In my work as an executive coach, I often ask people — especially those in the middle or later stages of their higher education careers — one simple question:
What would it take for you to become a wisdom worker?
It usually lands. Not because people have a ready answer, but because they recognize something in it.
For many of us in campus careers, we’ve spent years developing what psychologists call fluid intelligence: learning, achieving, building, solving. We get good at things. We accumulate knowledge. We move forward. We advance.
But over time, something else becomes available to us. A different kind of intelligence.
One that isn’t about adding more, but about integrating what’s already there.
Our experiences.
Our successes and disappointments.
The roles we’ve held.
The moments that shaped us.
This is where wisdom begins — not as a function of age or title, but as a function of connection. The ability to make meaning from the full arc of our lives.
And yet, wisdom doesn’t just appear. It has to be accessed.
In the closing chapters of my book, I describe six pillars that help bring that wisdom into focus — three that shape who we are, and three that shape how we show up in the world.
The first three are deeply internal:
Presence.
The ability to be fully with the moment and with the person right in front of you. Not distracted, not performing, not rushing ahead. Just there. It sounds simple, but it’s increasingly rare. And unforgettable when we experience it.
Perspective.
The discipline of seeing beyond our first reaction. To step back, widen the lens, and consider that there may be multiple ways to understand what’s happening. Wisdom lives in the pause between stimulus and response.
Equanimity.
The steadiness to navigate highs and lows without being defined by either. To stay grounded in the midst of uncertainty, disappointment, or change—and to keep moving forward with clarity.

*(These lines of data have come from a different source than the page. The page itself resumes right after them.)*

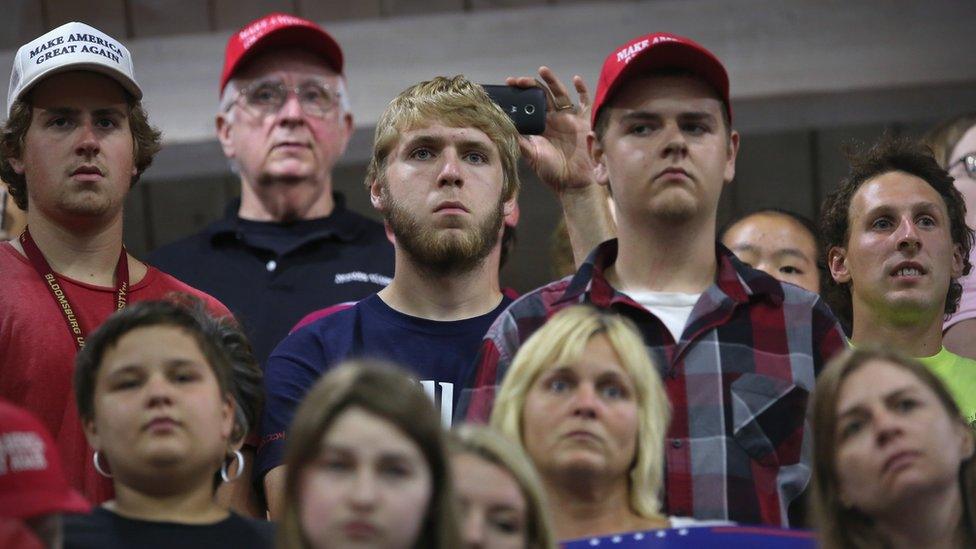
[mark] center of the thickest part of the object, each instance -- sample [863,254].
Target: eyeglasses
[968,162]
[267,98]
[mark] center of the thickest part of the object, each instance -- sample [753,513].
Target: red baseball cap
[32,482]
[278,30]
[659,50]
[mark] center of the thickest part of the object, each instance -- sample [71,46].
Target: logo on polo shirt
[359,276]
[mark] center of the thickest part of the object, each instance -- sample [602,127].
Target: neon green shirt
[959,375]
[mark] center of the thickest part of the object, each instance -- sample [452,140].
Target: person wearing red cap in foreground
[32,484]
[288,246]
[738,350]
[75,141]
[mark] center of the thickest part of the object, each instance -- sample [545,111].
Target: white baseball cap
[70,47]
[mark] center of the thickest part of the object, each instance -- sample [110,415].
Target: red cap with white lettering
[274,31]
[655,51]
[71,47]
[32,482]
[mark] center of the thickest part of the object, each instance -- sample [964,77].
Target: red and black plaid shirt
[738,447]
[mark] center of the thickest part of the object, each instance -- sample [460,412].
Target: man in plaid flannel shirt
[738,350]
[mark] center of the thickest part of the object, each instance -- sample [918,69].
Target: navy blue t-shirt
[440,354]
[272,274]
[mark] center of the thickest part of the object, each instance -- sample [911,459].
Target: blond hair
[454,102]
[942,139]
[562,340]
[492,447]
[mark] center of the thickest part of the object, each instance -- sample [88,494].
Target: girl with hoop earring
[166,395]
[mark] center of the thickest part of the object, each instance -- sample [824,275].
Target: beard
[441,252]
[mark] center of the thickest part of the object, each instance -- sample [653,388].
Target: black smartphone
[525,106]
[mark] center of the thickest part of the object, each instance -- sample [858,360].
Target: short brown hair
[220,340]
[146,142]
[385,390]
[842,527]
[890,154]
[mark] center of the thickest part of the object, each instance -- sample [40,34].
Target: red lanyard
[47,274]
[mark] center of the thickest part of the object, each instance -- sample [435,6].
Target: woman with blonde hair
[893,456]
[366,465]
[501,496]
[953,143]
[586,402]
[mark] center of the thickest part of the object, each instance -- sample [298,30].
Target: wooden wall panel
[393,8]
[326,11]
[230,15]
[21,22]
[106,15]
[502,4]
[168,17]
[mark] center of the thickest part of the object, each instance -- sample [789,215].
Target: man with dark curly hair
[896,242]
[76,139]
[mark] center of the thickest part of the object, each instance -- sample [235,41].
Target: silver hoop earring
[98,466]
[239,459]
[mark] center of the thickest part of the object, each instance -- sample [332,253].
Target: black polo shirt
[272,274]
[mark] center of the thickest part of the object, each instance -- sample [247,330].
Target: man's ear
[595,148]
[224,128]
[511,211]
[17,165]
[968,440]
[348,127]
[733,152]
[837,264]
[376,196]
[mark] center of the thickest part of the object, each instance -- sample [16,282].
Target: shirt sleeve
[294,366]
[495,356]
[828,336]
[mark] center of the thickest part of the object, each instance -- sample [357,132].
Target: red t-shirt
[37,353]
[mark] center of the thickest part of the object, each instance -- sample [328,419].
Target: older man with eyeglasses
[288,246]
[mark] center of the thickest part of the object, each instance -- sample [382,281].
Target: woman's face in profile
[369,486]
[158,406]
[493,508]
[583,416]
[894,439]
[777,245]
[964,181]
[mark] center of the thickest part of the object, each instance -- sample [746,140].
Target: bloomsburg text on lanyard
[47,274]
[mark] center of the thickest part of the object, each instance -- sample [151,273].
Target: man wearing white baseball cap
[76,139]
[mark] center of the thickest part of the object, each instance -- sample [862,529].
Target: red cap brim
[674,53]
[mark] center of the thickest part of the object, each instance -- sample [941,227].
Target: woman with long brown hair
[366,465]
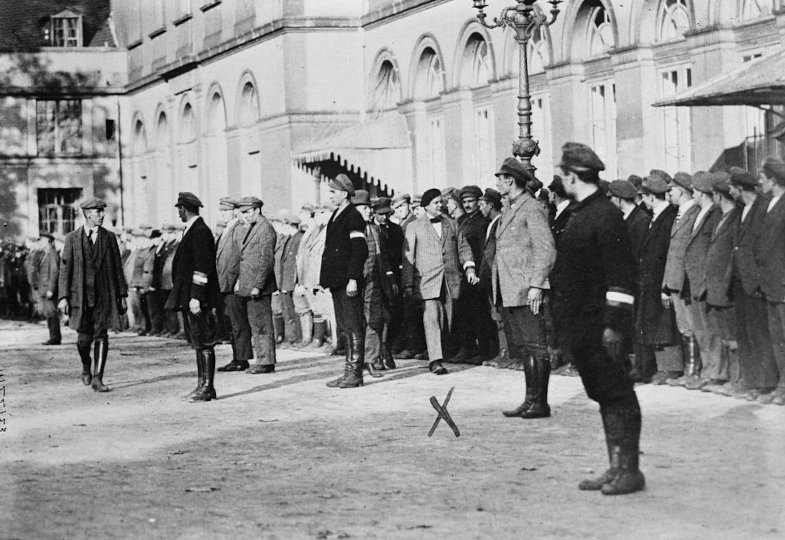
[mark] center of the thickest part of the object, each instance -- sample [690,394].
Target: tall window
[676,120]
[603,124]
[600,31]
[57,210]
[66,30]
[674,19]
[387,91]
[59,126]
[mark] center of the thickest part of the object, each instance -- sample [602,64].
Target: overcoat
[770,252]
[257,259]
[193,270]
[110,282]
[719,260]
[655,322]
[430,261]
[525,252]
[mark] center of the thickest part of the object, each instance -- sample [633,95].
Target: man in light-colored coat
[436,254]
[525,254]
[256,283]
[228,266]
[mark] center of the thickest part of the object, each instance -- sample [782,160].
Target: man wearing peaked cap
[598,277]
[472,317]
[343,261]
[713,369]
[195,292]
[92,289]
[227,263]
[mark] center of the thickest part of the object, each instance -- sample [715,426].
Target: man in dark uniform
[92,289]
[596,271]
[391,236]
[48,273]
[343,261]
[195,292]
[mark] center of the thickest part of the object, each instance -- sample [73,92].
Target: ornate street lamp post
[525,18]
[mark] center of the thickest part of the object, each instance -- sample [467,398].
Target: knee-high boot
[200,377]
[87,363]
[100,355]
[335,383]
[541,368]
[353,375]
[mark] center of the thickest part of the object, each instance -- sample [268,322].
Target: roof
[22,21]
[760,82]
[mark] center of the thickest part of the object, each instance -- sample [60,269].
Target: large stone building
[270,97]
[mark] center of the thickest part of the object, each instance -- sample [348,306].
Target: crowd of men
[664,279]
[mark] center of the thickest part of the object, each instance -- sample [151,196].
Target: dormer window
[66,29]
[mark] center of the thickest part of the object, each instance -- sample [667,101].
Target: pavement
[282,456]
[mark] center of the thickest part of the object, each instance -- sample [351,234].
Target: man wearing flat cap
[48,273]
[680,196]
[92,290]
[657,343]
[256,283]
[436,255]
[472,319]
[195,292]
[756,356]
[769,253]
[596,271]
[713,366]
[343,263]
[525,254]
[227,262]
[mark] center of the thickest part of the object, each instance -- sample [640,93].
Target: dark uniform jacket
[770,252]
[193,269]
[745,268]
[656,322]
[345,250]
[594,259]
[110,286]
[257,259]
[719,260]
[695,256]
[474,227]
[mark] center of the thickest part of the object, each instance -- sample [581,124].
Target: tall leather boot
[99,358]
[542,374]
[306,328]
[207,392]
[528,370]
[336,383]
[353,376]
[87,363]
[200,377]
[319,331]
[625,424]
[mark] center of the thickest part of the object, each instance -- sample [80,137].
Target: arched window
[752,9]
[249,104]
[600,37]
[188,125]
[430,81]
[387,90]
[674,19]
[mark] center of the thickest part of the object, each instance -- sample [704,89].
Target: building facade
[272,97]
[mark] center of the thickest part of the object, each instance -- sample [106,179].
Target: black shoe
[437,368]
[234,365]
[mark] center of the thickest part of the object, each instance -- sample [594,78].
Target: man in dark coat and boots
[92,290]
[343,262]
[596,271]
[196,293]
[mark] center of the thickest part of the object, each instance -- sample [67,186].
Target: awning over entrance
[375,154]
[757,83]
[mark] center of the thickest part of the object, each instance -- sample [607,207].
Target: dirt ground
[283,456]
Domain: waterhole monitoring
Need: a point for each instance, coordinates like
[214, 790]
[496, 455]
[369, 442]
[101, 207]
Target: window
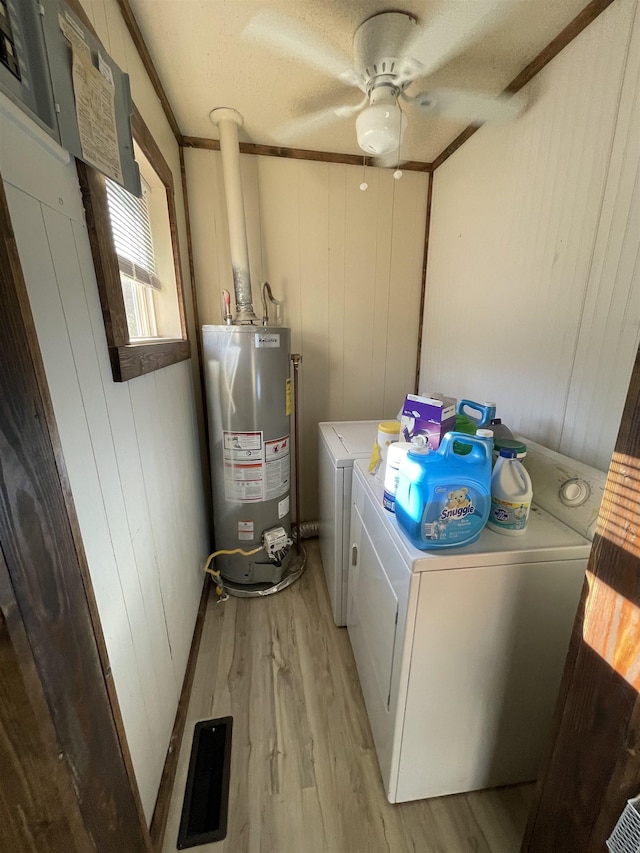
[135, 254]
[133, 242]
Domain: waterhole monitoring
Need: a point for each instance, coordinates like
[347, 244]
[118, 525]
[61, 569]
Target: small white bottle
[511, 495]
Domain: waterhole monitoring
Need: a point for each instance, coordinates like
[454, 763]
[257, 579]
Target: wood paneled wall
[532, 285]
[133, 451]
[347, 266]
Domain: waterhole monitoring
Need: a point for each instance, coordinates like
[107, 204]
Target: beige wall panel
[346, 265]
[314, 319]
[515, 217]
[336, 292]
[610, 328]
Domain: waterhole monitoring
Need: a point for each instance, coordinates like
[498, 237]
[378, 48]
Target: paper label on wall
[245, 530]
[283, 507]
[96, 115]
[277, 475]
[271, 341]
[105, 69]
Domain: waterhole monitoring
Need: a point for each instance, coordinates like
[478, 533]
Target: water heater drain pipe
[296, 358]
[228, 121]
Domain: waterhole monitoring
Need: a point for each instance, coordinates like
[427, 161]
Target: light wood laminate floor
[304, 773]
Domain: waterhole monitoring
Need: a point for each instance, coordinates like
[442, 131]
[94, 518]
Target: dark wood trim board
[423, 291]
[42, 549]
[593, 762]
[299, 153]
[143, 51]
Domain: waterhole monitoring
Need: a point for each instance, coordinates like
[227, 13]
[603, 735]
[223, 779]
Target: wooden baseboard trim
[568, 34]
[161, 811]
[298, 153]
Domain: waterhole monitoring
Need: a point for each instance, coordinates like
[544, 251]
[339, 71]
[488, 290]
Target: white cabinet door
[488, 650]
[372, 624]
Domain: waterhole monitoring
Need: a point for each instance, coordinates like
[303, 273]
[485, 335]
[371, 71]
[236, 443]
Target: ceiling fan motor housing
[378, 49]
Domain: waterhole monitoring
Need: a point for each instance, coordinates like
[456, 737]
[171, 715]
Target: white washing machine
[460, 652]
[339, 444]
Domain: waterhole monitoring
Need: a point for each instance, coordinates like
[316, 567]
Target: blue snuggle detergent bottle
[444, 497]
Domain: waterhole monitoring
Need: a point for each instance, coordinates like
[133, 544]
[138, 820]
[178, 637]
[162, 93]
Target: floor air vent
[206, 796]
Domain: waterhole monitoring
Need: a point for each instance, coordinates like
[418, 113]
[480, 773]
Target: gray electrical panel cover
[43, 83]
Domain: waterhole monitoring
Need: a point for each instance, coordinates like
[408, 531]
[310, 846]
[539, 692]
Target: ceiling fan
[390, 52]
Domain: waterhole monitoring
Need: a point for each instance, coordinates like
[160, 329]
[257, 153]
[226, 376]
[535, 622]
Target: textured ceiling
[205, 61]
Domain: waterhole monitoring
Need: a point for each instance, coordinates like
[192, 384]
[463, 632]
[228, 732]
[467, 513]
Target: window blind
[131, 228]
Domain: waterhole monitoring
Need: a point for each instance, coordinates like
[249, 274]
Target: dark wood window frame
[128, 359]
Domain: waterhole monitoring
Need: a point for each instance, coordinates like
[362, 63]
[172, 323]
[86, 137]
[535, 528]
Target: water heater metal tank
[249, 406]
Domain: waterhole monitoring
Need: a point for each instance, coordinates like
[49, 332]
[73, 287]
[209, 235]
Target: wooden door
[67, 779]
[593, 763]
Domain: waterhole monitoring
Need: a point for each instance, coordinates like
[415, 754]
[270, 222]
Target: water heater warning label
[242, 446]
[255, 470]
[277, 467]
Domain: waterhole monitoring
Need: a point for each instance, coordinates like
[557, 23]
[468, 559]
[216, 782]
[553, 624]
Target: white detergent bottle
[511, 495]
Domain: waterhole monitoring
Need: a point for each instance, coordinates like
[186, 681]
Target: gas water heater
[249, 408]
[247, 364]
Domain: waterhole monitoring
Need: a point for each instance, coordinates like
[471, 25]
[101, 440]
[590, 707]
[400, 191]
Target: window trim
[128, 359]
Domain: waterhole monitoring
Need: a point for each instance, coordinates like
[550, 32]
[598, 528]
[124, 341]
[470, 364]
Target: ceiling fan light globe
[380, 128]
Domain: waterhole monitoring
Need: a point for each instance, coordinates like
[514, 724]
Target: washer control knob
[574, 492]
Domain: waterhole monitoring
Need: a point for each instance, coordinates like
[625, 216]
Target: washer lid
[349, 440]
[545, 539]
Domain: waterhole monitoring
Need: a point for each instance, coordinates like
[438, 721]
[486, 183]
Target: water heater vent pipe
[228, 121]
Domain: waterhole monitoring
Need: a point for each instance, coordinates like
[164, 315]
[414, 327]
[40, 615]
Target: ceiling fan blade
[450, 31]
[462, 105]
[299, 127]
[291, 38]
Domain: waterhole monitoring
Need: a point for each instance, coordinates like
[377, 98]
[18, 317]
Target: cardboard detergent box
[429, 417]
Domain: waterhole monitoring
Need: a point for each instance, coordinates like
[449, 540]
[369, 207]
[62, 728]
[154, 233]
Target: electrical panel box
[57, 71]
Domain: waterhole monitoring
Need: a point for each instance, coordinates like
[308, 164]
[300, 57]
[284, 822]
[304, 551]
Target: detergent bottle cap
[419, 445]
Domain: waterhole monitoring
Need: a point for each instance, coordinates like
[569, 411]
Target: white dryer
[339, 444]
[460, 652]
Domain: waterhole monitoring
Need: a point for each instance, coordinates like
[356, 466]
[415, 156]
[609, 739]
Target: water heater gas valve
[276, 543]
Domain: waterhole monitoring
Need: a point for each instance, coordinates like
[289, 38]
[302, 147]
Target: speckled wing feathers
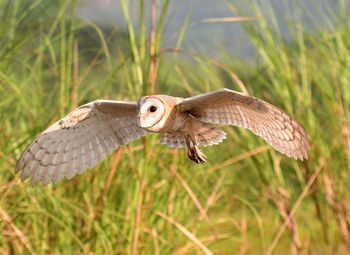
[228, 107]
[79, 140]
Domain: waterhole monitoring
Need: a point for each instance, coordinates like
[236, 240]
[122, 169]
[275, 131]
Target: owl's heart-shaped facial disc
[150, 111]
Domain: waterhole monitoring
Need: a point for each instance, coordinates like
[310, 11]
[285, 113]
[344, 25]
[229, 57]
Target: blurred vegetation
[150, 199]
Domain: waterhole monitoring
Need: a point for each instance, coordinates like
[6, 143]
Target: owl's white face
[150, 112]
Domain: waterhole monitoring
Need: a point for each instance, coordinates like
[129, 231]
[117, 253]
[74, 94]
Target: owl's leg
[194, 153]
[190, 152]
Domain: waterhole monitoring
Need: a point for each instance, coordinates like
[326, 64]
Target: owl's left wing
[229, 107]
[79, 140]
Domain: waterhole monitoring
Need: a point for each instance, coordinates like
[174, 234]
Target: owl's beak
[138, 120]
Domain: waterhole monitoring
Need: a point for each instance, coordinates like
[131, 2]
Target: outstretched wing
[79, 140]
[229, 107]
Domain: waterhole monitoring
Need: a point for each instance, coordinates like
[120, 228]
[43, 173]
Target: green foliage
[158, 201]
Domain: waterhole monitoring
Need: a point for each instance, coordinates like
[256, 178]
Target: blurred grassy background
[150, 199]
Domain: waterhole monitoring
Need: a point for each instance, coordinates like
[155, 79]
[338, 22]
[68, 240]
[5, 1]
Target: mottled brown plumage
[90, 132]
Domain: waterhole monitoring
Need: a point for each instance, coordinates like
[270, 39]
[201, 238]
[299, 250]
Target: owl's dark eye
[153, 109]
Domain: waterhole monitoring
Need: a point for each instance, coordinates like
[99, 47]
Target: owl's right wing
[228, 107]
[79, 140]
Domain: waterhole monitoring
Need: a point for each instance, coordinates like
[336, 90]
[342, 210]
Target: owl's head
[151, 110]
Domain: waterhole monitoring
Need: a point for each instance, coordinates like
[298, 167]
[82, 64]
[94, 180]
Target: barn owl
[90, 132]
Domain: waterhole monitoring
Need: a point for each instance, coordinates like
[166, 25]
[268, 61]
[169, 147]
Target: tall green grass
[150, 199]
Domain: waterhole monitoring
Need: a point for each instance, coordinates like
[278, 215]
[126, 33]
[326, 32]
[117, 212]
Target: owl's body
[86, 135]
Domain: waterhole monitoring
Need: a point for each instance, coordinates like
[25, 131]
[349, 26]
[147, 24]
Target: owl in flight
[90, 132]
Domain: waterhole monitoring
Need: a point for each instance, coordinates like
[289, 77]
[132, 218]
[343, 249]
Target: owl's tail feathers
[208, 135]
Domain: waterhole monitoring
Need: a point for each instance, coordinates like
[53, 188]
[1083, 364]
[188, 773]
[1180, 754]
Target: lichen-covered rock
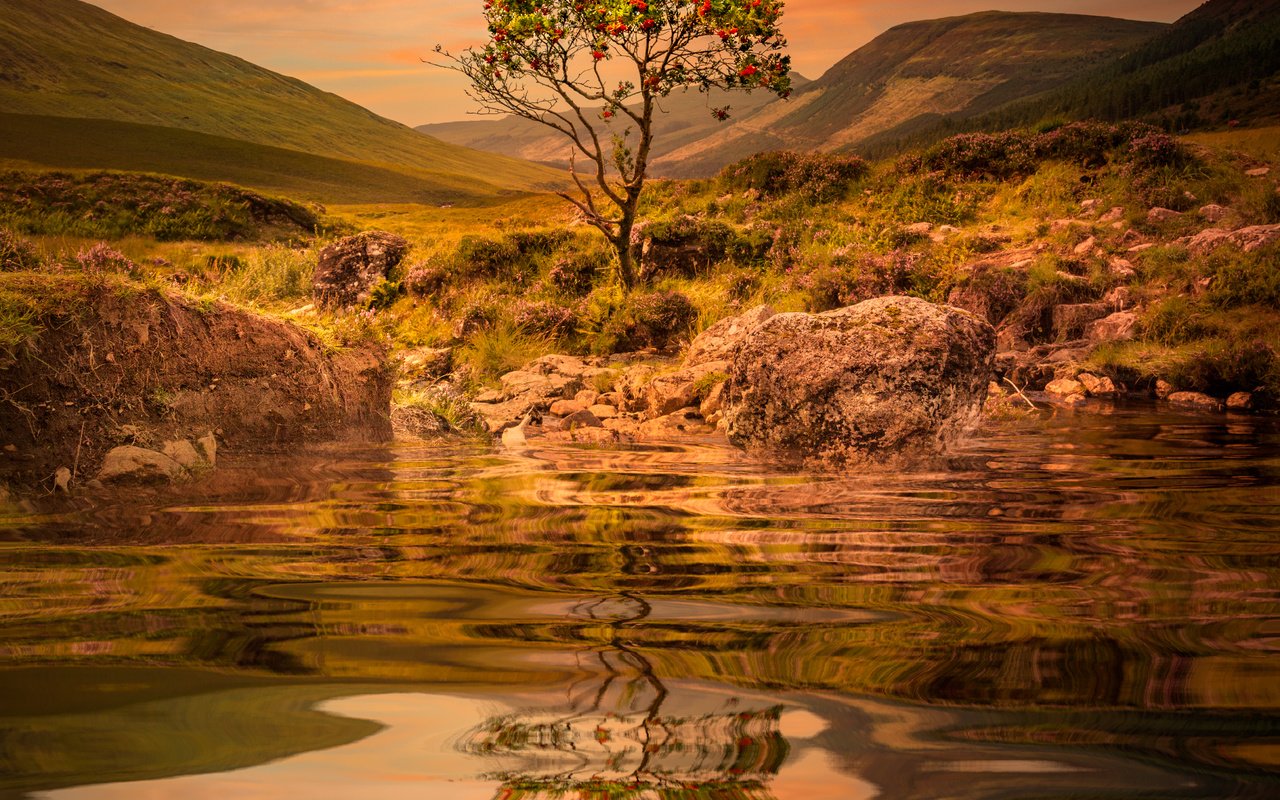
[717, 342]
[350, 268]
[887, 380]
[1118, 327]
[1194, 400]
[136, 465]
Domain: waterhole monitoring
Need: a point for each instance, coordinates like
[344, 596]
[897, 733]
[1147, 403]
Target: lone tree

These are not traits we perform. They’re foundations we stand on.
But wisdom doesn’t stop there.
It becomes visible in how we move through the world.
Elasticity.
A willingness to keep growing, even when we no longer have to. To say yes to new challenges, to stretch beyond what’s comfortable, to resist the quiet drift into stagnation.
Belonging.
The ability to make others feel seen, valued, and at home. Not as a strategy, but as a way of being. The leaders — and people — we remember most are often those who made us feel like we mattered.
Generativity.
Perhaps the most powerful of all. The shift from focusing on our own success to investing in what comes next. Creating opportunities, building systems, mentoring others — not for recognition, but because it’s time.
What strikes me most after years of this work is this: Wisdom is not a private achievement. It’s something that is felt by others.
It shows up in the tone we set — in conversations, in relationships, in how we handle complexity, and in how we treat people when it matters most.
Long after roles end and titles fade, that tone remains.
Which raises a different kind of question for all of us, regardless of where we are in our lives or careers:
Not “What have I accomplished?”
But “What did it feel like to be around me?”
Because in the end, that may be the clearest expression of the wisdom we’ve worked so hard to earn. And the legacy we continue to shape.